Infringement or not? A Sith anecdote

Wednesday, July 6th, 2005

This is a true story with an unknown moral.

I was flying to Chicago for ALA (that is, this happened just under two weeks ago)–nonstop on American from San Jose, in coach, the 6;22 a.m. flight.

As the flight progressed, I noticed that the person one row ahead of me and to the left was watching a movie on their notebook computer (big, bright screen: impossible not to notice).

And that the movie was Star Wars Episode III

Which won’t be available on DVD for a while yet.

Infringement? Unclear.

What made it even more unclear is that there was a big white timing strip running over the picture about a third of the way down, obscuring part of the picture, with constantly changing information.

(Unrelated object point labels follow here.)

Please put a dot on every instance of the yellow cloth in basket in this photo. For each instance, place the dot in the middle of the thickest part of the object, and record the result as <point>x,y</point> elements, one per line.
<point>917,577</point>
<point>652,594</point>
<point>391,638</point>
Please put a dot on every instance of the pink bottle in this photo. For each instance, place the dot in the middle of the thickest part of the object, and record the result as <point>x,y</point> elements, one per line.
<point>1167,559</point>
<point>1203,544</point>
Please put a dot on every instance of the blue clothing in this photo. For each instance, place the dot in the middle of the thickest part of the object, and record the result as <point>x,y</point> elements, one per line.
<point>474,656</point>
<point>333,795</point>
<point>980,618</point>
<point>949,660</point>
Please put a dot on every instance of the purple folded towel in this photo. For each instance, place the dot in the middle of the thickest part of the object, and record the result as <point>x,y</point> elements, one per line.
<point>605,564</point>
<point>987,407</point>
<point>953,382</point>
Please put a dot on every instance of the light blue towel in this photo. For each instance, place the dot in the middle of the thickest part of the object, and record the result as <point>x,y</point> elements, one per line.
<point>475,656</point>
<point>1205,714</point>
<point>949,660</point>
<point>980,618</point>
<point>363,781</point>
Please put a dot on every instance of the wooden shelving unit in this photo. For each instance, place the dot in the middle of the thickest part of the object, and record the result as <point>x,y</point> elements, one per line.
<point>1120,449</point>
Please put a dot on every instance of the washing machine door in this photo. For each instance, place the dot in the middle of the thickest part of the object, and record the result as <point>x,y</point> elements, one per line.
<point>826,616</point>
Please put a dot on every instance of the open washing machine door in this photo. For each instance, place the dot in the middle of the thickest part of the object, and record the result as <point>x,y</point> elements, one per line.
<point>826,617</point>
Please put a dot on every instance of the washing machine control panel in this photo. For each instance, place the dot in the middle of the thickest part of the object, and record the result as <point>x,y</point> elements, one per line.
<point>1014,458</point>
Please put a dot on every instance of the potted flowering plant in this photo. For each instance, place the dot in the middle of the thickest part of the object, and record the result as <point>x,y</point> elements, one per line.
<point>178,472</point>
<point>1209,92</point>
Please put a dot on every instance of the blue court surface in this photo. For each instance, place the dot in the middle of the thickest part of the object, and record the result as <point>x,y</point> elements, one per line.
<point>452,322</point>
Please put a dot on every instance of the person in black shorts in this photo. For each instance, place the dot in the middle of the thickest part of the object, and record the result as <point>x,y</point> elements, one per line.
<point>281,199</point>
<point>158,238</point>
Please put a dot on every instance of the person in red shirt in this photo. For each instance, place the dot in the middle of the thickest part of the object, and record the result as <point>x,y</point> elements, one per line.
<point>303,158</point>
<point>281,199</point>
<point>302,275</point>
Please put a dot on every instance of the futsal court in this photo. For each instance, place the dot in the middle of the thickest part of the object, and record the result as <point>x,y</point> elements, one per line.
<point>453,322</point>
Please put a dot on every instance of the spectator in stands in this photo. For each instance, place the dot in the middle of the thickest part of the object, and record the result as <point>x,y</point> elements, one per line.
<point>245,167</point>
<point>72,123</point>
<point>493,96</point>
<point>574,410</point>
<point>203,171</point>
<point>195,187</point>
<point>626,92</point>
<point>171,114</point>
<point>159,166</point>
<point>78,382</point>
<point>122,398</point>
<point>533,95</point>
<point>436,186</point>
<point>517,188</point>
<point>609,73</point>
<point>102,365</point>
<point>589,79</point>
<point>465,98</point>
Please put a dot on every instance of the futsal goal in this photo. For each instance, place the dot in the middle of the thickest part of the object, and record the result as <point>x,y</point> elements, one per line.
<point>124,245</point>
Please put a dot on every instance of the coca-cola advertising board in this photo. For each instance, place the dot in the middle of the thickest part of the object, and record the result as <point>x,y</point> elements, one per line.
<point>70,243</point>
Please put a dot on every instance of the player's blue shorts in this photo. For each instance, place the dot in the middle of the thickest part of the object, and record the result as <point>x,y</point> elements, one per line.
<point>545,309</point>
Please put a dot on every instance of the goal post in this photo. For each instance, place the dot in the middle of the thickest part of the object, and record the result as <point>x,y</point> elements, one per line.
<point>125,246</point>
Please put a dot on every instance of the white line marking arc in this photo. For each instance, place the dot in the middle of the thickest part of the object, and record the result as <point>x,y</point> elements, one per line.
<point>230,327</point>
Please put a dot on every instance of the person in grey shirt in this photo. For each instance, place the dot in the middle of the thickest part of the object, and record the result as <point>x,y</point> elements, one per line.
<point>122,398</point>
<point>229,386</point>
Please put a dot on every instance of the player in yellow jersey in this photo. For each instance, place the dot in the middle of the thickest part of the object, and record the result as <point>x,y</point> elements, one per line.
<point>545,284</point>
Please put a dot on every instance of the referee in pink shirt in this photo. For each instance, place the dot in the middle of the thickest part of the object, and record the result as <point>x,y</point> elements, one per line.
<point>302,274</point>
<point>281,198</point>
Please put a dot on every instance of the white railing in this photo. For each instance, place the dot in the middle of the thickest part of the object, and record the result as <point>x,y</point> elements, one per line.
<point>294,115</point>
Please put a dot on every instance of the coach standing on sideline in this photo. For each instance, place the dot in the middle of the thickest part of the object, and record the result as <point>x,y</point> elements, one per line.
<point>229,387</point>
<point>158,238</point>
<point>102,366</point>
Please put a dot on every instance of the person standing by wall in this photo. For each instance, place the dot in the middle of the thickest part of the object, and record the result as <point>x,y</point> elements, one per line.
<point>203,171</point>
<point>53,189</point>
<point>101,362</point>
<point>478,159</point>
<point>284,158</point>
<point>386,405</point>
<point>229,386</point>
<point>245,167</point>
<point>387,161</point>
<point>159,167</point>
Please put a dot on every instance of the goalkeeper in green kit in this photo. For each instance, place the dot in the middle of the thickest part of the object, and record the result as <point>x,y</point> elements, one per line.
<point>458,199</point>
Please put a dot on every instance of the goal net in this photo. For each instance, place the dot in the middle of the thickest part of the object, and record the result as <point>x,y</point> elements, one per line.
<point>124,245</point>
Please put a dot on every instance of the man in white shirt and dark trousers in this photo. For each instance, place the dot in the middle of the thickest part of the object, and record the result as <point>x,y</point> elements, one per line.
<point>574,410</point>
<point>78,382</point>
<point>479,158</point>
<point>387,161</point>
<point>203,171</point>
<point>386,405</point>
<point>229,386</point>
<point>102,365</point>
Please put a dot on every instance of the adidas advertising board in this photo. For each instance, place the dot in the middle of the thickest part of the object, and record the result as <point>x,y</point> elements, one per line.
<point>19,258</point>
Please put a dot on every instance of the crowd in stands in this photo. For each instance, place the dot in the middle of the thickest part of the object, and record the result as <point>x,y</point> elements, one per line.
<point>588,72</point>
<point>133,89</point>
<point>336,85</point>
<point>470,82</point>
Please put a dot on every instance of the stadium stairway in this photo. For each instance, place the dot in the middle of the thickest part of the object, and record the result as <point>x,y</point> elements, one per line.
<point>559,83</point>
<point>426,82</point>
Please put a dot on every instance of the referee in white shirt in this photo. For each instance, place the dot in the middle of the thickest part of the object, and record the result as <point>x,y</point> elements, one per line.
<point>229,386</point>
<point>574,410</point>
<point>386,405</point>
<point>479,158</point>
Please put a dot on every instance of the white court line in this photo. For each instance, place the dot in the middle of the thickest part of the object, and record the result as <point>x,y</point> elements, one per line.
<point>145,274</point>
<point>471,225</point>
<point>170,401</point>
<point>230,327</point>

That suggests that this was studio material.

So either it was “deep infringement”–but odd, since the overlay precludes offering it as anything but bootlegged material–or a legitimate screening copy being watched by someone connected with the studio.

The latter is certainly plausible: LucasFilms is, after all, a Bay Area operation.

My best guess is that it wasn’t bootlegged, but what do I know. (No, I didn’t watch enough of it to say anything about the movie; I wouldn’t have noticed it at all except that the notebook was at an angle that made it impossible to ignore. After musing about it for a minute or so, I went back to Asimov’s Science Fiction–I usually catch up with the three semi-major SF magazines when I’m traveling.)

No real moral; just an anecdote.

Grokster: Just a quick note

Wednesday, July 6th, 2005

I haven’t ignored the MGM v. Grokster decision.

But this here weblog is, among other things, about stuff “not quite ready for Cites & Insights“–which admittedly includes several conversations that will sooner or later turn into C&I essays.

The Grokster case is, in fact, “ready.” The essay’s written, and will appear–probably with ongoing refinements–in the July/August C&I, coming later this month.

If you want a hint at my own take, I’ll note that while I’ve been covering Grokster in what I call (C)4, Locking Down Technology, this perspective is flagged as (C)3, Balancing Rights. That’s a strong clue, and it’s fair to say that I was generally pleasantly surprised by the decision.

Several thousand words more (from me and others) in C&I, coming soon to a PDF near you.

Cites & Insights 5:8 available

Saturday, May 21st, 2005

Cites & Insights 5.8 (June 2005) is now available.

This 24-page issue includes:

  • Bibs & Blather – Readership patterns, a cheaper HTML challenge, a reminder about reporting, and notes about cable flags, which leads into:
  • Perspective: The Broadcast Flag (an Endless Story?) – Notes on the court ruling striking down the broadcast flag, reactions from various sources, the issue of “standing” as it applied to ALA and other plaintiffs, some background–and, sigh, proposed legislation to restore the struck-down flag.
  • Net Media – comments on wiki wackiness, weblogs, RSS, audio blogging (and podcasting), the folks at Pew, and why I’m not covering Folksonomy
  • Trends & Quick Takes – four trends and seven mini-perspectives ranging from hi-rez audio to a look back at Y2K
  • Library Access to Scholarship – The NIH policy and various reactions, a Suber trio, and shorter pieces related to access, including extensive notes on Charles W. Bailey, Jr.’s new DigitalKoans weblog.

If you just can’t cope with PDF or only care about one of these topics, you can reach HTML versions of each essay from the C&I home page.